Spicy Spanish Chicken Chèvre Rice
Never judge a book by its cover.
And, apparently, never assume anything from a moniker:
Spanish rice, also known as Mexican rice or red rice, is a Mexican side dish or an ingredient in other dishes made from white rice, tomatoes, garlic, onions, etc. The name Spanish rice is only used in the US; it does not originate in Spain.
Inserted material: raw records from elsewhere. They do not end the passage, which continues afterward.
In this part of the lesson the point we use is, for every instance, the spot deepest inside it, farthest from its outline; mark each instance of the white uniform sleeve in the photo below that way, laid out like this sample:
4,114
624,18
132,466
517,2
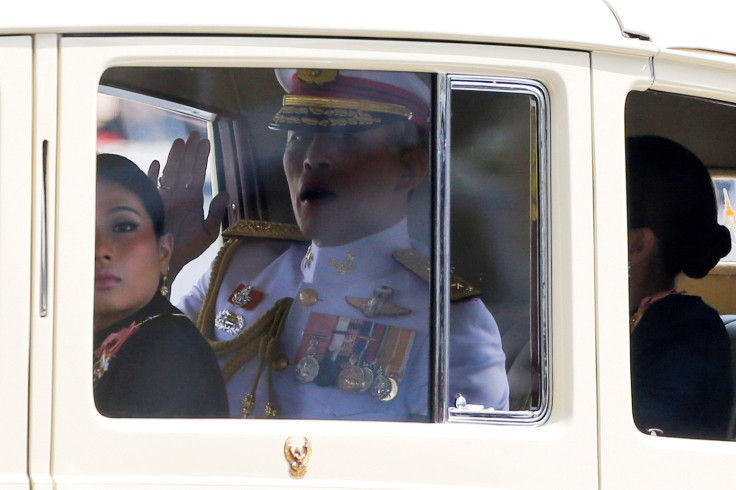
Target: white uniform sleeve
477,361
191,303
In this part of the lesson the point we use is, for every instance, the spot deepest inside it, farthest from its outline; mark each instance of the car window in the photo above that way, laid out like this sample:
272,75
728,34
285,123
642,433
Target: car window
323,301
680,242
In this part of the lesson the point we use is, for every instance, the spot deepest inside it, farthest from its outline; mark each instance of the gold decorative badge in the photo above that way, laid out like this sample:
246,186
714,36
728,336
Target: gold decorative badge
313,75
298,452
378,304
345,266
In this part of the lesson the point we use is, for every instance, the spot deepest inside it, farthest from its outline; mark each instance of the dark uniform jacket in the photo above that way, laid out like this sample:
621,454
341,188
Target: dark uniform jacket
164,369
681,369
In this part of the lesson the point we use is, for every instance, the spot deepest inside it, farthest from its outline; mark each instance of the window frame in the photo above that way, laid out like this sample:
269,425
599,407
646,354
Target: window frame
252,452
539,298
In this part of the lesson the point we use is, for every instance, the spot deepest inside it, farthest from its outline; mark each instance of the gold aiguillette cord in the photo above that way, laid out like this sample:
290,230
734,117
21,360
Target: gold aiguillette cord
262,338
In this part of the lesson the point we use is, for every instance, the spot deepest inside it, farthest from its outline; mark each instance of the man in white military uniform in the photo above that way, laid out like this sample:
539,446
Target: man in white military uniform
330,320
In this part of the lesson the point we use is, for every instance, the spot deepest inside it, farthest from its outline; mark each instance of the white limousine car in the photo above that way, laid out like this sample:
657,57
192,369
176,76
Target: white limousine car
438,259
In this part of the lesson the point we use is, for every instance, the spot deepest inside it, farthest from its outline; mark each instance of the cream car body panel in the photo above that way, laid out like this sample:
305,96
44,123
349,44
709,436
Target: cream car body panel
57,439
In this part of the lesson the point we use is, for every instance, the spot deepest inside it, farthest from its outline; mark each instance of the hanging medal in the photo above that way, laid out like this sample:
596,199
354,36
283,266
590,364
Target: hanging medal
355,378
308,367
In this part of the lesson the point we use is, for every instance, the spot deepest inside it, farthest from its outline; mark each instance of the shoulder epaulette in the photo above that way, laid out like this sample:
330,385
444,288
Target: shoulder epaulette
247,228
420,265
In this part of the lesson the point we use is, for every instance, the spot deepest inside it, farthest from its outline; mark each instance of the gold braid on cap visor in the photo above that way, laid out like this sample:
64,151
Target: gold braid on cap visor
324,111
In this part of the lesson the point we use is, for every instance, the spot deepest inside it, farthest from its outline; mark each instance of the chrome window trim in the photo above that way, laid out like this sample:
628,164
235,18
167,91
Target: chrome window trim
445,85
440,251
158,103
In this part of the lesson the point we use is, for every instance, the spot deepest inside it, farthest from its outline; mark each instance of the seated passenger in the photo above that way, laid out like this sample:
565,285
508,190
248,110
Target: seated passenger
331,320
150,360
680,351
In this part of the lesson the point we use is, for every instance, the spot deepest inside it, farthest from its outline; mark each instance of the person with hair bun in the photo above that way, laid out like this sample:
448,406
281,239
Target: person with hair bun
680,351
149,359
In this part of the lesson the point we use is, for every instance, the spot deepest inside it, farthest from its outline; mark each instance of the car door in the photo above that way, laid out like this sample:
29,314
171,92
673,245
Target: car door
687,97
16,167
548,439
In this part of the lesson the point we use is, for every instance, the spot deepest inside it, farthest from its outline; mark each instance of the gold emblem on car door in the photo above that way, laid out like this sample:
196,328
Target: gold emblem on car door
298,451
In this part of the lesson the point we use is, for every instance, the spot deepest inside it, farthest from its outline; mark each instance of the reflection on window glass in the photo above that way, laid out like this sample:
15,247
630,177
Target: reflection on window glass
725,195
494,242
318,304
681,354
In Iran and Persian cuisine, a similar dish is called Istanboli Polo.
Spanish rice is NOT Spanish!
No matter what you decide to call this delicious version of spicy, flavorful rice, it is what it is: delicious and spicy!
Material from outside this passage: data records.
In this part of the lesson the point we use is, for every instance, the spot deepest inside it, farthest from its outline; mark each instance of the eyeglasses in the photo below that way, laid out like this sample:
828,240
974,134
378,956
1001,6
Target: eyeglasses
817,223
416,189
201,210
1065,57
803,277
Spicy Spanish rice, chicken, chèvre goat cheese crumble, and a touch of cilantro!
P.S. Feel free to add a few toasted and salted almonds a top, for some extra crunch!
Spicy Spanish Chicken Chèvre Rice
2 Tbs. olive oil
2 large boneless, skinless chicken breasts
1 cup long-grain rice
1/2 cup tomato sauce
1/2 tsp. minced garlic
sea salt and pepper
1 1/2 cups water (or chicken broth)
1/2 tsp. cumin powder
1/2 tsp. dried oregano
1/8 tsp. chili powder
3 oz. fresh chèvre, crumbled
fresh cilantro
Heat oil in large frying pan on medium heat.
Add chicken and rice and sauté until golden brown. (Stirring and flipping the chicken breasts).
Add broth and bring to a full boil.
Reduce heat to a simmer and cook 3-5 minutes.
Stir in the tomato sauce, garlic, salt and pepper, cumin, oregano, and chili powder.
Simmer until the chicken is cooked all the way through.
Remove the chicken breasts from the pan and set aside.
Stir and cover pan, simmering for 10-15 minutes or until all is cooked and there is no liquid left.
Fluff the rice.
To serve, plate the rice, add the chicken, and top with goat cheese, fresh cilantro, and additional ground pepper.
Maybe add some roasted, salted almonds atop!